Climatisation, experts : "Une personne sur 3 souffre de douleurs au cou et au dos"

Climatisation, experts : « Une personne sur 3 souffre de douleurs au cou et au dos »

Compagnon indispensable au travail comme à la maison, ou en voiture, pour la plupart des Italiens en cet été particulièrement chaud et humide, la climatisation fait des ravages : des pathologies et des dommages permanents que provoque le flux direct d’air froid. Une analyse de Smilevolution, l’Association des médecins spécialistes qui applique une méthode innovante pour l’analyse transversale des dommages résultant des postures « forcées » et de l’utilisation intensive de la climatisation, part d’une question : que se passe-t-il lorsque des courants de froid et d’air dirigés en permanence vers le cou, les épaules ou le dos s’ajoutent au maintien de la même position pendant de nombreuses heures ?

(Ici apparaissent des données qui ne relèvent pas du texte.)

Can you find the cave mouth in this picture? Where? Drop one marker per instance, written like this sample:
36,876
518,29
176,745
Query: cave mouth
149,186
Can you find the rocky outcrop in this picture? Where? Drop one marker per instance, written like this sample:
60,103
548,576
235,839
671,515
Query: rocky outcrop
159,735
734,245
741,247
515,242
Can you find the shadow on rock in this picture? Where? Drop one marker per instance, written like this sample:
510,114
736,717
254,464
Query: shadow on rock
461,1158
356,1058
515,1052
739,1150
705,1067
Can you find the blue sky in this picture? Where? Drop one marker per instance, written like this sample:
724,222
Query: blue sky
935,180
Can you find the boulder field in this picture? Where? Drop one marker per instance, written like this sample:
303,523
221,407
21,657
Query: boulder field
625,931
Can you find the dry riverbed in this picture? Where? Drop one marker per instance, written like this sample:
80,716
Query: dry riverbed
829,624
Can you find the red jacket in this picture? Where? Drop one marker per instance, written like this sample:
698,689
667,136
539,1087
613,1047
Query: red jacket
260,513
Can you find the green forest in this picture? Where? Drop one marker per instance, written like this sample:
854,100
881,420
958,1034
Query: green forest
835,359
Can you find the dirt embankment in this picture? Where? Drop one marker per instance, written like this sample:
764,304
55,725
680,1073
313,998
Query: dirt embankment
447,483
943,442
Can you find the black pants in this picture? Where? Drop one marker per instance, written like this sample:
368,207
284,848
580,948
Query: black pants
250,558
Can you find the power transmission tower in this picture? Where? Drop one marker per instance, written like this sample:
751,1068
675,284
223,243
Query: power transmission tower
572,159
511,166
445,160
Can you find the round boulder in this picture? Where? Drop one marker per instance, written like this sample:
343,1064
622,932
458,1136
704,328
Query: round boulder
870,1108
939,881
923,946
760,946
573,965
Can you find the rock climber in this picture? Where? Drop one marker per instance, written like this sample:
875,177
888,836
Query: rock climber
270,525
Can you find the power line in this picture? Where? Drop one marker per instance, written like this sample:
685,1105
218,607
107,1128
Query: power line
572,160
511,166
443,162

La littérature scientifique – rapporte une note – ne démontre pas que la climatisation à elle seule puisse provoquer un changement permanent de posture. Il existe cependant des données significatives associant exposition professionnelle au froid, maintien de la posture et troubles musculo-squelettiques, notamment cervicalgies, douleurs aux épaules et lombalgies. Une personne sur trois travaillant au bureau ou effectuant de longs trajets en voiture est touchée par des douleurs résultant de l’effet combiné d’une mauvaise posture et du flux d’air froid. Une étude approfondie d’une étude publiée dans le « European Spine Journal », menée auprès de 512 salariés, a révélé une prévalence des douleurs cervicales au cours des 12 mois précédents de 45,5 %. Le fait de rester fréquemment assis pendant des périodes prolongées était associé à environ deux fois plus de chances que le phénomène se produise, des douleurs au cou ainsi que le maintien fréquent du cou fléchi vers l’avant pendant une longue période.

« En 2022, la revue ‘Ergonomics’ a publié – explique Enrica Poggio, présidente de l’association Smilevolution – une recherche impliquant 12 627 hommes et femmes du nord de la Suède. Dans l’analyse de la population active, une forte exposition professionnelle aux environnements froids était significativement associée à : des douleurs cervicales, des lombalgies, une radiculopathie lombaire ». En d’autres termes, après correction statistique des résultats en fonction de l’âge, du sexe, de l’indice de masse corporelle, de la charge physique de travail, du tabagisme et du stress, une forte exposition professionnelle au froid restait associée à un risque 36 % plus élevé de douleurs cervicales et de 38 % de douleurs lombaires.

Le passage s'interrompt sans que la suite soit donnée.